Some design jibber-jabber

So I think I may have just outsmarted myself here in the last round. I'm quite happy with the adventure I wrote, but one particular piece of ingredient design that I hung pretty much the whole adventure on seems to have slipped under the radar. Odd as it sounds I hung my whole adventure (basically) on the shrimp heaven ingredient. I did mention actual shrimps as well, but that wasn't the core usage. Before I go any further I see this as entirely my fault, and not any fault on the part of the judges. I looked at Shrimp Heaven for a long time and didn't have any ideas about how to use it. Then I thought about the possibilities of synonym use (which isn't ideal, but better than nothing). So I settled on Paradise as a promising mean-alike for heaven, and eventually went with little as a synonym for shrimp (shrimp as an adjective for something small, not a tasty crustacean).
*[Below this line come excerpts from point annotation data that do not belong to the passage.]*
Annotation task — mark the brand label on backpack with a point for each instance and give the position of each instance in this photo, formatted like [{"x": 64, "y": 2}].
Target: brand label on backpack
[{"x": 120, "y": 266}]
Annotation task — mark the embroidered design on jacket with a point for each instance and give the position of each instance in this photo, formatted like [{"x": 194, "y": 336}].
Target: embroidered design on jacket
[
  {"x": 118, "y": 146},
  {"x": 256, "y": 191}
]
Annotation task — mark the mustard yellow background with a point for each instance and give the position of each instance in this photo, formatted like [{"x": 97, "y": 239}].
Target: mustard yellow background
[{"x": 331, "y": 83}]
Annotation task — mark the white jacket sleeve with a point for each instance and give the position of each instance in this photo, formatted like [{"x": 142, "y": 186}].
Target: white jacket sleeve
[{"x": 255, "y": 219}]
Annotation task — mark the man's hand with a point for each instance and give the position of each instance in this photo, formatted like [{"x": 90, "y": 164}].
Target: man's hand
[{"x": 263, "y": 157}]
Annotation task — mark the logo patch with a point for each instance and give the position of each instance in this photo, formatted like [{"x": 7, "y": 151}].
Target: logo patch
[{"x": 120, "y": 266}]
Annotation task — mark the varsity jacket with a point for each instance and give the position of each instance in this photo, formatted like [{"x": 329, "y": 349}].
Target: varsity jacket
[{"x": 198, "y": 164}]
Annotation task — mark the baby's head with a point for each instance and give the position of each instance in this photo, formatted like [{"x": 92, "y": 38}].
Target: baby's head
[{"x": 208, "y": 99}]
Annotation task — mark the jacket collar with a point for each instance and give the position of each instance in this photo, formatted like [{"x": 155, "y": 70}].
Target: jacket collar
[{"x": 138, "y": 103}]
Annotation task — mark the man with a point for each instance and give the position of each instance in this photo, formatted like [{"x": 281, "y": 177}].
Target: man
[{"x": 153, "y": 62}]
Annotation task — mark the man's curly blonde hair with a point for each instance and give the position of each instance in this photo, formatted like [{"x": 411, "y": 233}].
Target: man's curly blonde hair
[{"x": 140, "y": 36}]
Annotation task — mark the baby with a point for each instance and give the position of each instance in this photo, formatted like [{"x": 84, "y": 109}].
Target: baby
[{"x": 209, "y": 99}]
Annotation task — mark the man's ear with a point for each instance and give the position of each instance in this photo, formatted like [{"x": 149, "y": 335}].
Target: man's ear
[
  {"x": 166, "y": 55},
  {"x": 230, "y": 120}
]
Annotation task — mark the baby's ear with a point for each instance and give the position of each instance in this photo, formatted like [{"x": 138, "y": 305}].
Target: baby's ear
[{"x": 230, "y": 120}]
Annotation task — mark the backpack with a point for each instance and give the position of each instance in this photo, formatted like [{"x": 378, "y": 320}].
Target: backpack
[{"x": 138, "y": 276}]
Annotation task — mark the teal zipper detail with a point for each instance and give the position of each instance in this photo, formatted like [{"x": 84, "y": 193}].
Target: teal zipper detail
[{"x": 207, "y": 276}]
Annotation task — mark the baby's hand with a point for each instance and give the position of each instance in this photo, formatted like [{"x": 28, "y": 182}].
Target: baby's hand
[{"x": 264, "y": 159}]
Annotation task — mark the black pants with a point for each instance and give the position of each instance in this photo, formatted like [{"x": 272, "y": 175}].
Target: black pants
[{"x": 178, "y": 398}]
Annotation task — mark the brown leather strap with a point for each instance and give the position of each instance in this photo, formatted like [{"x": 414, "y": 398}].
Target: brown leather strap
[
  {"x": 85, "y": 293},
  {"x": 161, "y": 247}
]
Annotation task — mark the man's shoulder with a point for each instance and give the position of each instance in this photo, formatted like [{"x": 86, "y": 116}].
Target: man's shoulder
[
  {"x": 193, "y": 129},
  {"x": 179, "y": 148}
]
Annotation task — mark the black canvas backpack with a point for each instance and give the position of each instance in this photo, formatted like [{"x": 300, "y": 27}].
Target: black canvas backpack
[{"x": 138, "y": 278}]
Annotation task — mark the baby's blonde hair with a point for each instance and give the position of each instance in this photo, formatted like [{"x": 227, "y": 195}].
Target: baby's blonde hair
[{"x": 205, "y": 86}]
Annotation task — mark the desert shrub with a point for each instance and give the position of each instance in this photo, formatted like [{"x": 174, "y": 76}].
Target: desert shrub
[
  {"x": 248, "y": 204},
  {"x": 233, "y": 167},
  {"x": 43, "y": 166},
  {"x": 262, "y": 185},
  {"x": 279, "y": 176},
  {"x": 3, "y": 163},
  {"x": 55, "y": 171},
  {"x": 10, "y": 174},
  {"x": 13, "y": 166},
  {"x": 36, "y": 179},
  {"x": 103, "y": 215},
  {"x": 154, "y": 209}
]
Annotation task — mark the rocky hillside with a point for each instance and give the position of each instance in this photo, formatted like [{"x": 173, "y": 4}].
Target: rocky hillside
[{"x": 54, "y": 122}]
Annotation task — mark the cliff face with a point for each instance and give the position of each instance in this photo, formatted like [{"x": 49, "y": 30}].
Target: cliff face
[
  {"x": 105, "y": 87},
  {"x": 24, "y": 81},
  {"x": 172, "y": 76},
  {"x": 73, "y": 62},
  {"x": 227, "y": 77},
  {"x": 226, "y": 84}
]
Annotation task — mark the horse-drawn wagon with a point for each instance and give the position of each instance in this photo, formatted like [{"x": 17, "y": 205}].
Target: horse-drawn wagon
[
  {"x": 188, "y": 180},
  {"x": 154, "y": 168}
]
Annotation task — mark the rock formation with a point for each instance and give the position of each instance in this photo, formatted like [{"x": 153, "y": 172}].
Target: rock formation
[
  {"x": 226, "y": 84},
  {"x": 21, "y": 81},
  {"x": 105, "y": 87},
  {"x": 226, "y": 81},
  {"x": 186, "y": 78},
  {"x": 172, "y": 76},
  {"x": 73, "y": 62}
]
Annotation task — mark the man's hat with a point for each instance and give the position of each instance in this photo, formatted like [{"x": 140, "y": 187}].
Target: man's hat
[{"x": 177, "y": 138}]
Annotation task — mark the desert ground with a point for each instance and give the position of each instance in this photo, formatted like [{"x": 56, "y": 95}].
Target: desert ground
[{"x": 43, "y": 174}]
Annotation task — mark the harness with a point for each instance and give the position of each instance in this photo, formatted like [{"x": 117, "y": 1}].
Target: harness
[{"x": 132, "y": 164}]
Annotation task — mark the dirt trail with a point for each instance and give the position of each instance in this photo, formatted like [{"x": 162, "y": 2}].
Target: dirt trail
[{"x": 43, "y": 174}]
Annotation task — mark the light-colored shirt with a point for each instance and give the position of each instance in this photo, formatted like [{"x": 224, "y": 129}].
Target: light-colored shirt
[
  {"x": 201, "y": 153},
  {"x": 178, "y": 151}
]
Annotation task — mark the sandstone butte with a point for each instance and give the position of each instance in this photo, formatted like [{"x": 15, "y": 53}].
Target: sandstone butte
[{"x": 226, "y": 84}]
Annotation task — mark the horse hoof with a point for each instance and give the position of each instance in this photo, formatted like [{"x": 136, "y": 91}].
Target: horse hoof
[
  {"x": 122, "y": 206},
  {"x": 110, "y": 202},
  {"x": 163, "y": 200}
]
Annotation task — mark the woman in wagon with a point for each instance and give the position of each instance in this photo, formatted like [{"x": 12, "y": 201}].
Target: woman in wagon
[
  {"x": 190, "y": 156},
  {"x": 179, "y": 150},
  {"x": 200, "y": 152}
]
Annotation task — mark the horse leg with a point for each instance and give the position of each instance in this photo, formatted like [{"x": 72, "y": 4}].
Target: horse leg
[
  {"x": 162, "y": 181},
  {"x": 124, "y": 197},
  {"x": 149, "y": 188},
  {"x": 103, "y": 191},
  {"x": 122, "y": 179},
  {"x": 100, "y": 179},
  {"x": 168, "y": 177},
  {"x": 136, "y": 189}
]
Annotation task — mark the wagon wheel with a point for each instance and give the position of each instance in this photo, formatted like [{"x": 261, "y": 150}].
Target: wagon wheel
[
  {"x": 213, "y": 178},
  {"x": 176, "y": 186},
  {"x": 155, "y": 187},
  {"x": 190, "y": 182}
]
So Little Paradise sat there with a question mark after it on my scribbled notes while I did other stuff.

Shoulder pads was the initial reason I went with Cy_Borg, and the RIFD chips, and the inevitable failing of disguises, and impostor syndrome all came together as feeling very heist-y and that's the core of the action. But I didn't have a hook or inciting moment, and I still had Little Paradise sitting there sticking its tongue out at me. So what are some cyberpunk things? Well, corporations (which is where AlgaLabs showed up), and ... huh ... rogue AI. What if Little Paradise is an AI? Or what if it's a sliver of an AI? That explains the little part. So Little Paradise is a sliver of an AI. From there is was easy to set the AI up as the quest giver (very Cyberpunk, very William GIbson). But I still hadn't used Paradise is any meaningful way other than just as a name (which is weak sauce). That's when I hit on the idea of this sliver wanting to get its whole self back. It sounded like a solid use of paradise is fleshed out right. I have no idea where the idea to use Milton's Paradise Lost as a framing device came from other than just the word paradise, but when I thought about it it all seemed very appropriate, and Milton's climb ouf of the dark into the light worked directly with the original specific 'heaven' part of the ingredient. So I used Paradise Lost, and Paradise Regained, as titles and headings, and stuck in a quote about the long journey up fomr the dark into the light. In the heat of writing I thought this al hung together very cleverly. In the lgiht of day, I'm not surprised that the dots were a little too far apart to hand togther the wqay I wanted. I just wanted to paint a snapshot of my design process so people could have a little window into how I funbled the ball on the two yard line (a little anyway).

This edition of IDM was super fun, so thanks to everyone involved.